Patatras ! la voilà qui tombe sur un toit et se brise en
deux ; puis les morceaux roulèrent en bas et tombèrent
avec fracas sur le pavé de la cour, où ils se rompirent
en mille menus débris, sauf le goulot qui resta entier,
coupé en rond aussi nettement que si l'on avait employé
le diamant pour le détacher. Les gens du sous-sol,
accourus à ce bruit, le ramassèrent. " Cela ferait
un superbe godet pour un oiseau ", dirent-ils ;
mais, comme ils n'avaient ni cage ni même un moineau,
ils ne pensèrent pas devoir, parce qu'ils avaient le
godet, acheter un oiseau. Ils songèrent à la vieille
fille qui habitait sous le toit ; peut-être
pourrait-elle faire usage du goulot.
Elle le reçut avec reconnaissance, y mit un bouchon, et
le goulot renversé et rempli d'eau fut attaché dans la
cage ; le petit serin, qui pouvait maintenant boire plus
à son aise, fit entendre les trilles les plus joyeux. Le
goulot fut très content de cet accueil, qui lui était
du reste bien dû, pensait-il ; car enfin il avait eu des
aventures fameuses, il avait été bien au-dessus des
nuages. Aussi, lorsqu'un peu plus tard la vieille fille
reçut la visite d'une ancienne amie, fut-il bien
étonné qu'on ne parlât pas de lui, mais du myrte qui
était devant la fenêtre.
- Non, vois-tu, disait la vieille fille, je ne veux pas
que tu dépenses un écu pour la couronne de mariage de
ta fille. C'est moi qui t'en donnerai une magnifique.

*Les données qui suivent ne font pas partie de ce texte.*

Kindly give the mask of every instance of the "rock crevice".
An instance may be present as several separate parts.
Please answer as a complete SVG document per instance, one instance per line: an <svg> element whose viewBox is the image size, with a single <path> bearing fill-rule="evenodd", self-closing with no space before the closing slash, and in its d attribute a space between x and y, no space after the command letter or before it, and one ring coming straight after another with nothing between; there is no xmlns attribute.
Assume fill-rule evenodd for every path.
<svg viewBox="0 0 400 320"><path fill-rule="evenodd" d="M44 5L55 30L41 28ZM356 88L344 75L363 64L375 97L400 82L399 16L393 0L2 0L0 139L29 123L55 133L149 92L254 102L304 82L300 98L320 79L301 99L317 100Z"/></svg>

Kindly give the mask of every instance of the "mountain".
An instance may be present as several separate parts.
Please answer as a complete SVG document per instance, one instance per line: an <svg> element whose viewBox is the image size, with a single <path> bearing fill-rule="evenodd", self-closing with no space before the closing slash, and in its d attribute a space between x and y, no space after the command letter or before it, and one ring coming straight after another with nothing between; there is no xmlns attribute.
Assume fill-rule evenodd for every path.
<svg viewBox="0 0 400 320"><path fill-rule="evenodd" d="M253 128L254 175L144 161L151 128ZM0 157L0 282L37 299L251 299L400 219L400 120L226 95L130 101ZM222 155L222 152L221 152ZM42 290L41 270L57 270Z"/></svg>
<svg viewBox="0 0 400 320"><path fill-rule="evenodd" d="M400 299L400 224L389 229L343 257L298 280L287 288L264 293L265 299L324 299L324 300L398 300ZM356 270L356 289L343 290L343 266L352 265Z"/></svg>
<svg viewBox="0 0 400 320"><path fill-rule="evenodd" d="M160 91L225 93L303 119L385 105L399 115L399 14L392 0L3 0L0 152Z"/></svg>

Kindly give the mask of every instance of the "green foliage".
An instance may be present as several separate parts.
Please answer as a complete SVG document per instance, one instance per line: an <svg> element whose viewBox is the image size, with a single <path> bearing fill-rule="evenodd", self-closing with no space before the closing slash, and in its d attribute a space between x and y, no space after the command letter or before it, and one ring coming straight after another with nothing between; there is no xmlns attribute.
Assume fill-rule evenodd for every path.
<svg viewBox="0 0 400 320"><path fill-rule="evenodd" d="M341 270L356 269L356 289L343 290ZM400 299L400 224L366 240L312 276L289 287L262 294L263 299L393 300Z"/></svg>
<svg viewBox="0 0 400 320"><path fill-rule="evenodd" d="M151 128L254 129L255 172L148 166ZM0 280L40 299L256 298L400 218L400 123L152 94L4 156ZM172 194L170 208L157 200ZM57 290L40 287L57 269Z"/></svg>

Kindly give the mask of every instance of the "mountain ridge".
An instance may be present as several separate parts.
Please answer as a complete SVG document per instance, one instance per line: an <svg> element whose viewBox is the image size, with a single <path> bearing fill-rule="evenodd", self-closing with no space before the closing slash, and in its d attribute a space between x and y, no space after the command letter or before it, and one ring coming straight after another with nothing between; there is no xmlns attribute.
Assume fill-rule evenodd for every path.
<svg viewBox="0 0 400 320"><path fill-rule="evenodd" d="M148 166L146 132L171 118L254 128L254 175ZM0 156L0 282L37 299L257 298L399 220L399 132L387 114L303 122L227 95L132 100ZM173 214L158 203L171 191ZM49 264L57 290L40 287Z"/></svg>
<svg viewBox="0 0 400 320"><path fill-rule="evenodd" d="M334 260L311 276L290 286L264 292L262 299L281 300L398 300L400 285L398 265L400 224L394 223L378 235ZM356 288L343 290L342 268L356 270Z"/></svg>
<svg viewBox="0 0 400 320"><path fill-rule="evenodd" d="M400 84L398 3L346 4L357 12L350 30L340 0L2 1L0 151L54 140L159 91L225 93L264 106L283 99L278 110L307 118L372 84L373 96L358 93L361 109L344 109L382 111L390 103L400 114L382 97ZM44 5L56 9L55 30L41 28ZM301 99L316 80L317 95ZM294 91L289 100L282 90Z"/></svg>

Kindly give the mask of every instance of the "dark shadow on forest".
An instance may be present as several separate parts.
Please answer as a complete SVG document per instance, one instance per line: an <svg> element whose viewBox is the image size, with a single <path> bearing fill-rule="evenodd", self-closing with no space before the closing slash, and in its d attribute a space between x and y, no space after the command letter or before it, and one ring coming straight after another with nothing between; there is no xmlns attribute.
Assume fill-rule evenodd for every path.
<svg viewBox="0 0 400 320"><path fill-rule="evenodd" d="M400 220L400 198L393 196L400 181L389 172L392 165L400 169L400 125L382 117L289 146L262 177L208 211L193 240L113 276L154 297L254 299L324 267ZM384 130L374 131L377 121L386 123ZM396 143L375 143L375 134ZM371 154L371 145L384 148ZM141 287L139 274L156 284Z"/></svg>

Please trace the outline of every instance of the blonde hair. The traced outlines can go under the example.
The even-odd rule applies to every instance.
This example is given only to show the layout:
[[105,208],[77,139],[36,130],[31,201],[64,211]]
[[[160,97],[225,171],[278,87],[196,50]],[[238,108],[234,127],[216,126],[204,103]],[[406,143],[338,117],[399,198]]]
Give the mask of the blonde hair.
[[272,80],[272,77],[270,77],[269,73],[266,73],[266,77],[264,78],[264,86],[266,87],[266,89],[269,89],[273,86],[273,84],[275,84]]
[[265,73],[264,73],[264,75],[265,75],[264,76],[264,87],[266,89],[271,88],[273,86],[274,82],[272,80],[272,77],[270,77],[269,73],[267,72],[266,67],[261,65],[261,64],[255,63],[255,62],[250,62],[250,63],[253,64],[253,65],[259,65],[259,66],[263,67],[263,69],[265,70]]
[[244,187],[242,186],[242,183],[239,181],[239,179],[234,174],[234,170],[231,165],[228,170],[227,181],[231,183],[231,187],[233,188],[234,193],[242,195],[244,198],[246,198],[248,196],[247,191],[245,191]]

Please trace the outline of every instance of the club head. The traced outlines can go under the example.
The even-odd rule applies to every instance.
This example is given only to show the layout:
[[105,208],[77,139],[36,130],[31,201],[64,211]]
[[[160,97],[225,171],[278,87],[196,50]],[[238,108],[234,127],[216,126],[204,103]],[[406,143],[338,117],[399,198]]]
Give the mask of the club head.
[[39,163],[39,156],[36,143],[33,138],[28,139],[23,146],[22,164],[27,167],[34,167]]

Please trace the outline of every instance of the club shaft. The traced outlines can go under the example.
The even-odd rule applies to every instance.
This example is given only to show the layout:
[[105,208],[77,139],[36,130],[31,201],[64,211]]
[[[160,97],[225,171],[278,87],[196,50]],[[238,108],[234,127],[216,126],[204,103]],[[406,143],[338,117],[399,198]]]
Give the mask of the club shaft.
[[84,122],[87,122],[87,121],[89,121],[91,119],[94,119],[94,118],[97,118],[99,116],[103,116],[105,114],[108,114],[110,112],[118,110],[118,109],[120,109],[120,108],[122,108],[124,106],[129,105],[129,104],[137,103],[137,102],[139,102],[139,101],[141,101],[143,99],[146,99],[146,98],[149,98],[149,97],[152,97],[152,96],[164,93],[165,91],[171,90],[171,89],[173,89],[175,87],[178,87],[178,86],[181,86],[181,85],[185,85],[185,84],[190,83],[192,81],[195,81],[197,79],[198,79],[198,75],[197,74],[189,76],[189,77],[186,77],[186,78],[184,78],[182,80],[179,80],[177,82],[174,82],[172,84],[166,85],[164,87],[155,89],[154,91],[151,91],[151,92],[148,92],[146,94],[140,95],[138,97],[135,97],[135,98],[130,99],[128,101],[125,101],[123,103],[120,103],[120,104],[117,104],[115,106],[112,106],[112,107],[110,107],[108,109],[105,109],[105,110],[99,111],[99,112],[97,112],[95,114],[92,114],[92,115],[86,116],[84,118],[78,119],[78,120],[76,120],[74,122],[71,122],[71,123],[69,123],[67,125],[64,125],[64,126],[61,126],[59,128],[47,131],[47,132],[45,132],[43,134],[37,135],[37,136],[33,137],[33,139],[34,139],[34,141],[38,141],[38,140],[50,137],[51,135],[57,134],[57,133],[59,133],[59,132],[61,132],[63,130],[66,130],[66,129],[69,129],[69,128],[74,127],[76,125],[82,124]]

Regarde comme mon myrte est beau et bien fleuri. Il
provient d'une bouture de celui que tu m'as donné le
lendemain de mes fiançailles et qui devait un an après
me fournir une couronne pour mon mariage. Mais ce jour
n'est jamais arrivé ! Les yeux qui devaient être mon
phare dans la vie se sont fermés sans que je les aie
revus. Il repose au fond de la mer, le cher compagnon de
ma jeunesse. Le myrte devint vieux, moi je devins vieille
et, lorsqu'il se dessécha, je pris la dernière branche
verte et la mis dans la terre ; elle prospéra et poussa
à merveille. Enfin ton myrte aura servi à couronner une
fiancée, ce sera ta fille.
La pauvre vieille avait les larmes dans les yeux en
évoquant ces souvenirs ; elle parla du jeune capitaine,
des joyeuses fiançailles dans le bois. Bien des pensées
surgirent dans son esprit, mais pas celle-ci, c'est
qu'elle avait là devant sa fenêtre un témoin de son
bonheur de jadis, le goulot qui fit retentir un schouap
si sonore lorsqu'on le déboucha dans le bois pour boire
en l'honneur des fiancés.
Le goulot de son côté ne la reconnut pas ; il n'avait
plus écouté ce qu'on disait, depuis qu'il avait
remarqué qu'on ne s'extasiait pas sur ses étonnantes
aventures et sa récente chute du haut du ciel.